Darling...before the distance widens beyond reach and sight-look this way, give me your hand
that the stars may say of us, The last we saw of them was when they kissed, then beautifully naked
walked as if into a sea of bright blue water-leaving their bodies like old clothes upon the shore.

ENTRY August 27

The white full moon like a great beautiful whore solicits over the city, eggs the lovers on the halves
walking in twos to their beds and to their mating. I walk alone. Slowly. No hurry. Nobody's waiting.
My love who loved me (she said) is gone. My love is gone.
And I walk alone.

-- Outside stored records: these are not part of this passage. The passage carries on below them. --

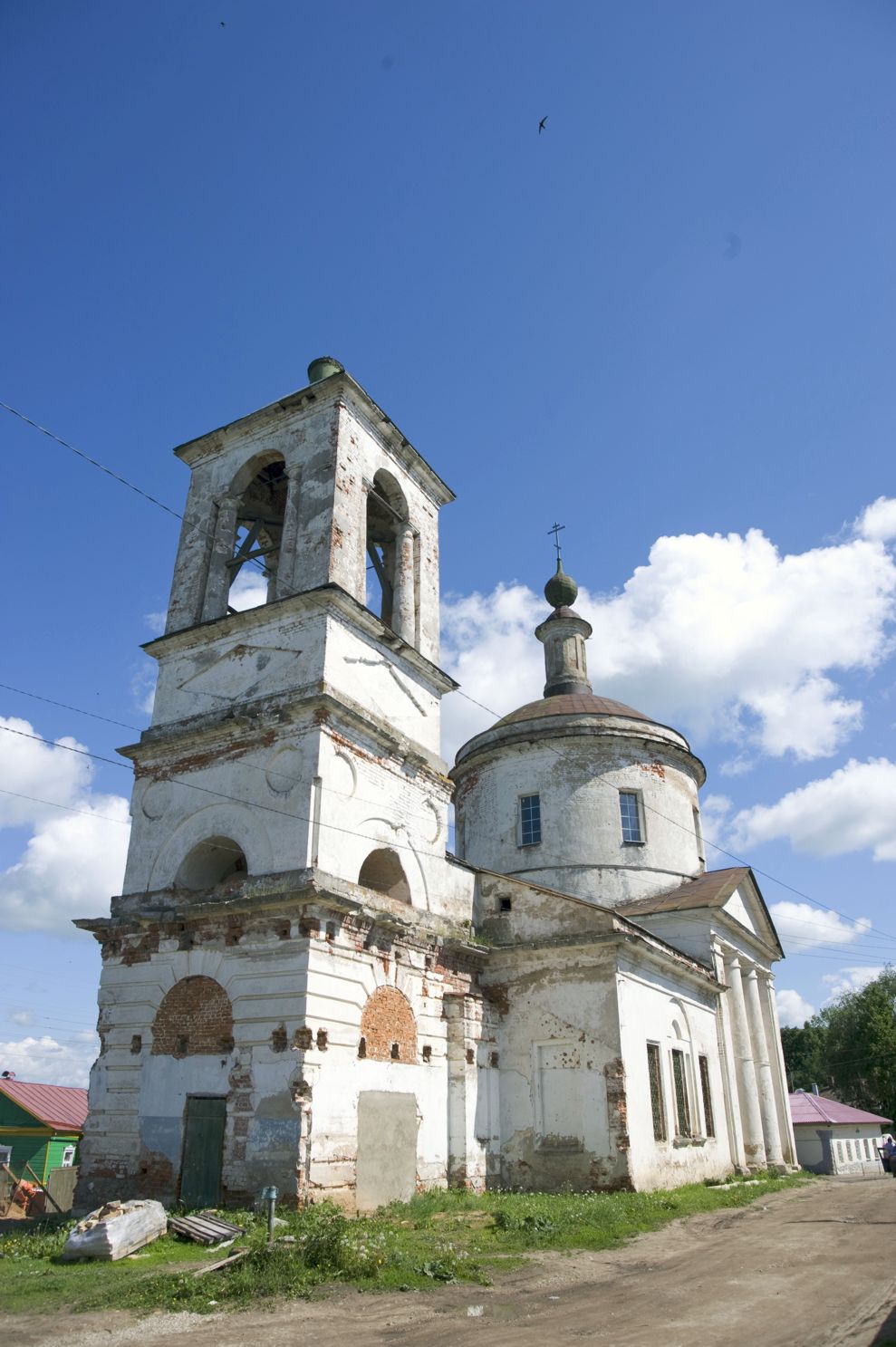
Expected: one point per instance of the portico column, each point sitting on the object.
(284, 582)
(403, 605)
(766, 1103)
(747, 1092)
(218, 583)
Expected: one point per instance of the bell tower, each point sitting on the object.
(301, 732)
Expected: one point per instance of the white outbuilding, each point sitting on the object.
(301, 985)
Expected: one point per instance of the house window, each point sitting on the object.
(655, 1073)
(708, 1100)
(530, 819)
(631, 815)
(679, 1082)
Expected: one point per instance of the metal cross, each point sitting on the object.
(556, 530)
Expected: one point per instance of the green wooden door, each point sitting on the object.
(202, 1150)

It's goodnight time...the haves are everywhere, in parked cars and passing taxis,
the still abstracted figures pressed against walls and niched in dark doorways...each two arm-hooped
into one body rigid with joy.

A lighted window holds me like high voltage. I see...cupped in the bed's white palm, the haves.
O she is beautiful, her breasts are white dogwood and her thighs barked poplars growing out
of the dark-matted jungle of her crotch. He is kissing her, interminately her mouth...and
one by one each breast is carried to the lips with tender violence.
Now she lays his hand to her secret body. Her frantic thighs invite invasion.
He covers her, enters...turns god-and my eyelids fall.

ENTRY August 29

It was like something done in fever, when nothing fits, mind into mind nor body into body...
when nothing meets or equals-when dimensions lie and perceptions go haywire. With what an
alien must sense my fingers curved about her breasts and seasrched the tangled dark where
love lay hiding! I closed my eyes to better imagine you-but the rehearsed body would not
ratify the mind's deception. The kisses of her mouth, the rhythm natural to love-and the
exciting musk with which love haloes itself...these thwarted my imagination.
Her love, too, was centered and intent, it did not reach her eyes and forehead, or light her
throat as your love did. It did not fill the room...or spread all over the ceiling of the sky.
It did not span the years and miles and hold hands with beast and God. Nor did her thighs rise
with that splendid grade I stroked from memory. Her body met me unlike your body and I entered
the heaven of her uneasily...and could not stay, for my heart being yours released no blood to
make ready for love.

ENTRY September 6

I saw autumn today...incipiently, on the sunset and the leaf, in the spontaneous whitecaps
shingling the bay and the window-displayed chrysanthemums and asters. I saw its night's
water color leavings on the cottonwood and the maple-and heard its voice in the locust's
high powered chatter in the camouflaged somewhere.
Ah! Fierce exhilation flows through me like dry current. Soon we shall walk on the sunny
side of the street...hold hands, mingle in bed for warmth.
Autumn is our season-yours and mine.

See, I have lain naked and long in the sun to match your body. We shall look beautiful lying
side by side. The stain of the season is rich upon you, only your breasts are white as the
winter grouse...you have not shown them to the sun-nor the low of your belly where you are
white, soft and dark-feathered.

ENTRY September 12

When all the poems on the theme have been written and all the night and day dreams dreamt,
without prophecy or fulfilment. When hope sustains us no longer-nor being drunk or busy or
therapeutically in love keeps us from remembering. When our new interests, our richer lives
require quotes to qualify their meanings, and however hard we try, we can exploit our
grievances no further to fortify our resolutions-what will we do to keep madness sulking
in the brain?
When we have forgotten even why we parted, if we ever knew at all, remembering, however,
when we could sleep naked and be warm together, kiss, though with a cold, when even baby-talk
became you...yes, and everything I said was sweet or funny and everything you did was beautiful.